There’s no cause and effect here as yet: US law requires this general certification. But what if there’s cause and effect in the future?

The Nobel is sure to give Obama affirmation about his ideas for a nuclear weapons-free world. The trouble is that he is unlikely to be able to get countries such as Iran and North Korea to back off from the path they’ve chosen. He is also unlikely to be able to get Russia and China to disarm before the US takes such steps. That leaves players such as India that are considered easy to arm-twist in this quest.

It’s no secret that the White House has pressured India in the last few months on this issue. Post-Nobel, there’s the danger this pressure will increase.

Part of this centres on the US Democratic Party’s perception of India as being “obstructionist”. While they kowtow to China, progressives refuse to acknowledge, unlike—and perhaps even in reaction to—Bush, the exception the civilian nuclear deal seeks to give India.

The other part centres on what US journalist Walter Lippmann observed in 1943 about the disarmament movement—that it had been “tragically successful in disarming the (very) nations that believed in disarmament”. India, as its no-first-use principle shows, shudders at the thought of deploying such weapons.
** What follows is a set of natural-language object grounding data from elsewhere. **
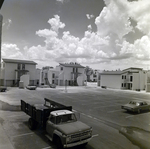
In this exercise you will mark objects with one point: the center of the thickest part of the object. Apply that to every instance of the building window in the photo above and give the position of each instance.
(76, 69)
(131, 78)
(23, 66)
(45, 75)
(19, 66)
(53, 75)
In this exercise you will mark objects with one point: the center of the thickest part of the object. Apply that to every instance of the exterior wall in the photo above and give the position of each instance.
(136, 83)
(10, 75)
(52, 76)
(94, 76)
(111, 81)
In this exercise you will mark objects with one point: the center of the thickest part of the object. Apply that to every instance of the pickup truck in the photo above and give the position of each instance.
(60, 123)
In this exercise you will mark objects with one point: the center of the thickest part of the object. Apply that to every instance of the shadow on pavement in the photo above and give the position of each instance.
(7, 107)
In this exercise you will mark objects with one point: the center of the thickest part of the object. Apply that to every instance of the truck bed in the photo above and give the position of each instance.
(40, 112)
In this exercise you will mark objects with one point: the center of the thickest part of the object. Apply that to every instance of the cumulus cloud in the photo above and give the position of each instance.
(60, 1)
(107, 45)
(89, 16)
(11, 51)
(7, 23)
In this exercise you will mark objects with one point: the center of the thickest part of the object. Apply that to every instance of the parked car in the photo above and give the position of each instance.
(31, 87)
(136, 106)
(3, 89)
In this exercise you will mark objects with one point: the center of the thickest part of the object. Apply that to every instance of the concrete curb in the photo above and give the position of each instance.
(4, 140)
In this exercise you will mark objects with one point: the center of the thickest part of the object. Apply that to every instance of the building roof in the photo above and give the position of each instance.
(133, 68)
(76, 65)
(18, 61)
(61, 112)
(111, 73)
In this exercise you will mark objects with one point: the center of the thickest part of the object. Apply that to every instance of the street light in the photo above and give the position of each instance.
(1, 3)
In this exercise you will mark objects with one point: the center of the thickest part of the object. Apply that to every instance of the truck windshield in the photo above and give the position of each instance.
(65, 118)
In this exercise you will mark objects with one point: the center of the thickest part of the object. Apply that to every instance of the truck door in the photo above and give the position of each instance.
(50, 125)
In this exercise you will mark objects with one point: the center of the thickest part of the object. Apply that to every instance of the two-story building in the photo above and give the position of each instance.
(94, 75)
(13, 69)
(49, 75)
(131, 78)
(71, 74)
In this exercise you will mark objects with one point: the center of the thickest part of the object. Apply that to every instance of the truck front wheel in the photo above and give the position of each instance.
(59, 143)
(32, 123)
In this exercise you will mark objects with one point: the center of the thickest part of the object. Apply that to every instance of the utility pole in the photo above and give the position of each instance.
(1, 22)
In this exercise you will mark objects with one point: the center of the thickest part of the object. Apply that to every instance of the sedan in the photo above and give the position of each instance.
(136, 106)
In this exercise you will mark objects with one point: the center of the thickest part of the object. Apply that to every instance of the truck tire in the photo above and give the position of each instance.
(59, 143)
(32, 124)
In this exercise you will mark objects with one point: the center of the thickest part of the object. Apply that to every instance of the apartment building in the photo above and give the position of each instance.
(130, 78)
(13, 69)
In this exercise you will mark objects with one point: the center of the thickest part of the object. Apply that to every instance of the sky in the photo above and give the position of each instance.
(102, 34)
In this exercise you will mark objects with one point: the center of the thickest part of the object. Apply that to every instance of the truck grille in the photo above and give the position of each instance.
(80, 136)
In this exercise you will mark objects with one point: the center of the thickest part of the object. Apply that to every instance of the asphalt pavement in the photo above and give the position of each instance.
(10, 100)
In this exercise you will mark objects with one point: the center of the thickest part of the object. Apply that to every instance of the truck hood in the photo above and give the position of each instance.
(74, 127)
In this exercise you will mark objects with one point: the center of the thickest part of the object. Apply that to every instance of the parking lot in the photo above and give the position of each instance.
(99, 108)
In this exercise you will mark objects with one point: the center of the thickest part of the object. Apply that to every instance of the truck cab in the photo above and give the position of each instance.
(60, 123)
(63, 128)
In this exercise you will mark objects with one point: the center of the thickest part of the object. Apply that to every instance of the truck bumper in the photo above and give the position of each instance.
(76, 143)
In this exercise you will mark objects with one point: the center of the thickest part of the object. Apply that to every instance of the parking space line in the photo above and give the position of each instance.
(130, 116)
(31, 133)
(47, 147)
(113, 111)
(16, 115)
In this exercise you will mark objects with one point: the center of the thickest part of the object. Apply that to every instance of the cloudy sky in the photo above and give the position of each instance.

Others don’t share that apprehension. Yet, India’s responsible behaviour makes it the low-hanging fruit the disarmament ayatollahs can pick on. The true rogue states are instead appeased.

India must resist these pressures and double standards. This means not only forceful diplomacy, but—in light of the US-India talks that recently commenced in Vienna over reprocessing nuclear fuel and that further facilitate commercial negotiations—also making sure it doesn’t rely too much on the US for materials or diplomatic favours.